I am Robins, co-founder of due.work
([https://www.due.work/](https://www.due.work/)). Due.work helps teams to
organise, track and manage their work

Actually, after working together with several companies and managing teams for
years we actually never found a single productivity solution with whom we can
really love using it.

Problems which we had with existing solutions:

1\. When working with teams even on a very small project after some time tasks
always get cluttered even if we are using several labels, priority, etc.

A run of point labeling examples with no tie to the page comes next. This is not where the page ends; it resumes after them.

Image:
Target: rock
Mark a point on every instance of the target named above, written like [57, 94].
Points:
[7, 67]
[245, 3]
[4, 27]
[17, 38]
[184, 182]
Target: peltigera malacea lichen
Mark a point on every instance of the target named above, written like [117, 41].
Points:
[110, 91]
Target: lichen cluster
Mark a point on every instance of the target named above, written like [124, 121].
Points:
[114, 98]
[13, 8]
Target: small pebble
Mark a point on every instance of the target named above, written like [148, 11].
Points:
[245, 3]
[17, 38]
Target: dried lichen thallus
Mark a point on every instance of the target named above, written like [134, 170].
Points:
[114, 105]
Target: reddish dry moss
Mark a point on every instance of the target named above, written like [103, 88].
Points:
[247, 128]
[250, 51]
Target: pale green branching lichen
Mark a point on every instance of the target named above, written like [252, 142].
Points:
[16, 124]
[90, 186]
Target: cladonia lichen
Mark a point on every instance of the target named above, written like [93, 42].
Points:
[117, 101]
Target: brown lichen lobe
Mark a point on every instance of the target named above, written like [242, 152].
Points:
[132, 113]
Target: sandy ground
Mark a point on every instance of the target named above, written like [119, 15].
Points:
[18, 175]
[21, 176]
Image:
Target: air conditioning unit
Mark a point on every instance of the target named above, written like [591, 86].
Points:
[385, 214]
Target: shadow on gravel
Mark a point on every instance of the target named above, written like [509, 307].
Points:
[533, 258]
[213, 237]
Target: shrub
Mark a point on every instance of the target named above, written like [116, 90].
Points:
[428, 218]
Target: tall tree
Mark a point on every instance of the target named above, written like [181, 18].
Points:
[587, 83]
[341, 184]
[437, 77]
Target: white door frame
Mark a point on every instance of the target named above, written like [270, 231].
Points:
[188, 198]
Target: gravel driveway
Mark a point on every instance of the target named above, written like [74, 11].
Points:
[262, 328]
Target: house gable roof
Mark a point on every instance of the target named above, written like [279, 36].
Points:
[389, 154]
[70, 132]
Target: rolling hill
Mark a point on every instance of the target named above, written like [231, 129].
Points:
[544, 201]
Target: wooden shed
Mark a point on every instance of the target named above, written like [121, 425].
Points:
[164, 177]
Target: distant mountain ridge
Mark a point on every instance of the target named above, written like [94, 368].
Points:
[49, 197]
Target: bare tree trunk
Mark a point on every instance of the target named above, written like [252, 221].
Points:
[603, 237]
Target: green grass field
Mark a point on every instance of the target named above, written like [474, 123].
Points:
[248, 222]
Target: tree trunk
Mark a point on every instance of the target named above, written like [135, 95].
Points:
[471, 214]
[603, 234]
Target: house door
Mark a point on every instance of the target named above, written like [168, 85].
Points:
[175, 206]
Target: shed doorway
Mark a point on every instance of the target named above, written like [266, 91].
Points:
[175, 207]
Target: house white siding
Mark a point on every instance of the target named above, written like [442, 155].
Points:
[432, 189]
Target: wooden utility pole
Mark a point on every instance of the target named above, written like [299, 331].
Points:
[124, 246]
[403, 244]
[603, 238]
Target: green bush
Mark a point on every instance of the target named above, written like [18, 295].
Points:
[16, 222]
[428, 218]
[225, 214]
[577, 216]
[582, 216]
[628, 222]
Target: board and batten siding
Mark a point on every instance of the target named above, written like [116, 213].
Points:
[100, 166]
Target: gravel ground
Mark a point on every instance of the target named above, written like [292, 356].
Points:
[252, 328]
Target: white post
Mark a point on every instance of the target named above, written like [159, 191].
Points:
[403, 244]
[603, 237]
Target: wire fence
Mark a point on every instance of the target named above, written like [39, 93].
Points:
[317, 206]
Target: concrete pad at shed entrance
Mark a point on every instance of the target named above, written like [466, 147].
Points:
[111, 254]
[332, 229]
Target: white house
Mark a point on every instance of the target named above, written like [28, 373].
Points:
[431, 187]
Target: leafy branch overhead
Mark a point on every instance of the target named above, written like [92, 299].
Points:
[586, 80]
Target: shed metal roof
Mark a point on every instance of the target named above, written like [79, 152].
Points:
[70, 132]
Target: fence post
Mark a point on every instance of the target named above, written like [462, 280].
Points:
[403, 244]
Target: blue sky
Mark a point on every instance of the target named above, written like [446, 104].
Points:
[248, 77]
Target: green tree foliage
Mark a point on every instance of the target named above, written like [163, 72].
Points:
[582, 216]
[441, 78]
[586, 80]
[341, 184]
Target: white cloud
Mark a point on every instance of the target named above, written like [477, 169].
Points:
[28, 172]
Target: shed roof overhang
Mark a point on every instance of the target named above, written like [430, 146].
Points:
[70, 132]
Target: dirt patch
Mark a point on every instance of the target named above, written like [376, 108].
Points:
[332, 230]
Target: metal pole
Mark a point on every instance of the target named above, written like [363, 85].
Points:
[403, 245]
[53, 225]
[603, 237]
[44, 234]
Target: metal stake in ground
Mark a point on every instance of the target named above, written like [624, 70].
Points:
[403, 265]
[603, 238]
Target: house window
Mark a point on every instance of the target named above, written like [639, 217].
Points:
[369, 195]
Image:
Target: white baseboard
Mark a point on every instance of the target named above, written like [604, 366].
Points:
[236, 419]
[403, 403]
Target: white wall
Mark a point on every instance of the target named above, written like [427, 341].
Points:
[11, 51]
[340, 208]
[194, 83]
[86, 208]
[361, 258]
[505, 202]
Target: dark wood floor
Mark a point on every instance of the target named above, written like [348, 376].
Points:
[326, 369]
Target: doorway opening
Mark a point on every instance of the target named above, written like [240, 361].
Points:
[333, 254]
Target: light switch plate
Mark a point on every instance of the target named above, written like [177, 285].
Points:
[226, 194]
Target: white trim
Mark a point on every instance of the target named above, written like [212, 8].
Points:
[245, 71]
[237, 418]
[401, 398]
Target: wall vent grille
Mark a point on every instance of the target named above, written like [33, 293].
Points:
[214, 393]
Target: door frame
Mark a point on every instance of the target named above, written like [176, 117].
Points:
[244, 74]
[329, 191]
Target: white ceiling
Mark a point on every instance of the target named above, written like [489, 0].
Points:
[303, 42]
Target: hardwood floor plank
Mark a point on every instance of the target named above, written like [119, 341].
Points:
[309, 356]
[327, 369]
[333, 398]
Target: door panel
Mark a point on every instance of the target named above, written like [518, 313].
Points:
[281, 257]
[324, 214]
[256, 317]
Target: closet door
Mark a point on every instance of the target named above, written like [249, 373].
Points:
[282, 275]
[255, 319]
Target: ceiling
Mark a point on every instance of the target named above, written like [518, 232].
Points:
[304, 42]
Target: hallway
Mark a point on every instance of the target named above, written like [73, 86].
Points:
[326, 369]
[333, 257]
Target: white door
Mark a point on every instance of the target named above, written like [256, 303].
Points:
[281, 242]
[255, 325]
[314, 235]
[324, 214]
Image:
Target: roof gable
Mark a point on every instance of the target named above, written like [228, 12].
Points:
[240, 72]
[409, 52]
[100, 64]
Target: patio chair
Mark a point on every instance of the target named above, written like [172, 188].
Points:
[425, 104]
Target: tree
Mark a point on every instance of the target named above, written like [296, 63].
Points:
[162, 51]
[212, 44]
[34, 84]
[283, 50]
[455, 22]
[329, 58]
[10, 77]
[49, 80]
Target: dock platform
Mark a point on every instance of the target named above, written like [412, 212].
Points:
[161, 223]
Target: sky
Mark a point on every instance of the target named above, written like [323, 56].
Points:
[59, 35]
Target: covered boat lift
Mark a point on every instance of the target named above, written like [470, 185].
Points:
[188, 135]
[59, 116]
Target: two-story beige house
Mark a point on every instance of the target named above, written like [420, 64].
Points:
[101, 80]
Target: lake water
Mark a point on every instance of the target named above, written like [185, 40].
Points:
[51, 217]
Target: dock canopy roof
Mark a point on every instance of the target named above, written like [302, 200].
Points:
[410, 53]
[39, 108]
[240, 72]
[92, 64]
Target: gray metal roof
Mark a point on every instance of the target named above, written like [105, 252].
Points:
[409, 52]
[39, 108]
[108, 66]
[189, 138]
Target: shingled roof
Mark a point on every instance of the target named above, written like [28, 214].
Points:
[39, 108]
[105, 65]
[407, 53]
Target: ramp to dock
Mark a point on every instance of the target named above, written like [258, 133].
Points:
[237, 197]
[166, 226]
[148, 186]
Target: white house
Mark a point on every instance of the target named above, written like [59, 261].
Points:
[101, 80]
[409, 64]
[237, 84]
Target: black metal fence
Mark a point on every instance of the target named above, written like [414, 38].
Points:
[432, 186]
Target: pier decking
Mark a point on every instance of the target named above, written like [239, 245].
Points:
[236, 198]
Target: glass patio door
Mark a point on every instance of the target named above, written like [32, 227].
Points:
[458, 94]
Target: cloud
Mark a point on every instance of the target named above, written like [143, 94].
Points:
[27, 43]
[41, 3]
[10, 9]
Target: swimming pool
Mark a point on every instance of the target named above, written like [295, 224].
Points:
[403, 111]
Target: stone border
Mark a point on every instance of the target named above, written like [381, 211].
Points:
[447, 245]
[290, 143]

2\. It was very difficult to get to know the list of all overdue tasks that
gets missed its deadline. No matter how productive we are there is always a
probability of missing a deadline especially when we work in a team. What we
wanted was something to aggregate all overdue tasks in a seperate group and
display it on top whenever a task gets delayed, so that we can decide what to
do with those missed tasks.

3\. There were no good tools that actually let you decide what you really want
instead they enforce you to it. What if the product manager prefers a view to
writing tasks which will have beautiful Gantt chart to displays all the
timelines of the tasks whereas the Business analysts of the team want a board
view like in trello where all tasks present is on status wise. whereas other
people want just a simple todo list view which only displays those tasks that
needs to be done today.

4\. An online feature like (in google docs or sheets) was missing in all the
productivity apps. When we are working together in teams we often want to know
who else is also online/working right now. It helps to boost confidence among
the team. With team showing online we can also, ask anyone at that moment only
if we had any issue.

5\. A simplistic tool to be used by all department of people was missing in
all productivity platforms. Many good tools like trello or basecamp actually
offer a simplistic solution. But they with basic feature only and we are only
left to use several integrations to use it as a whole thus we end up paying
more and more.

This was some of the main reason, we decided to build an altogether new
productivity platform due.work
([https://www.due.work/](https://www.due.work/)).

I would love to know your thoughts on the same.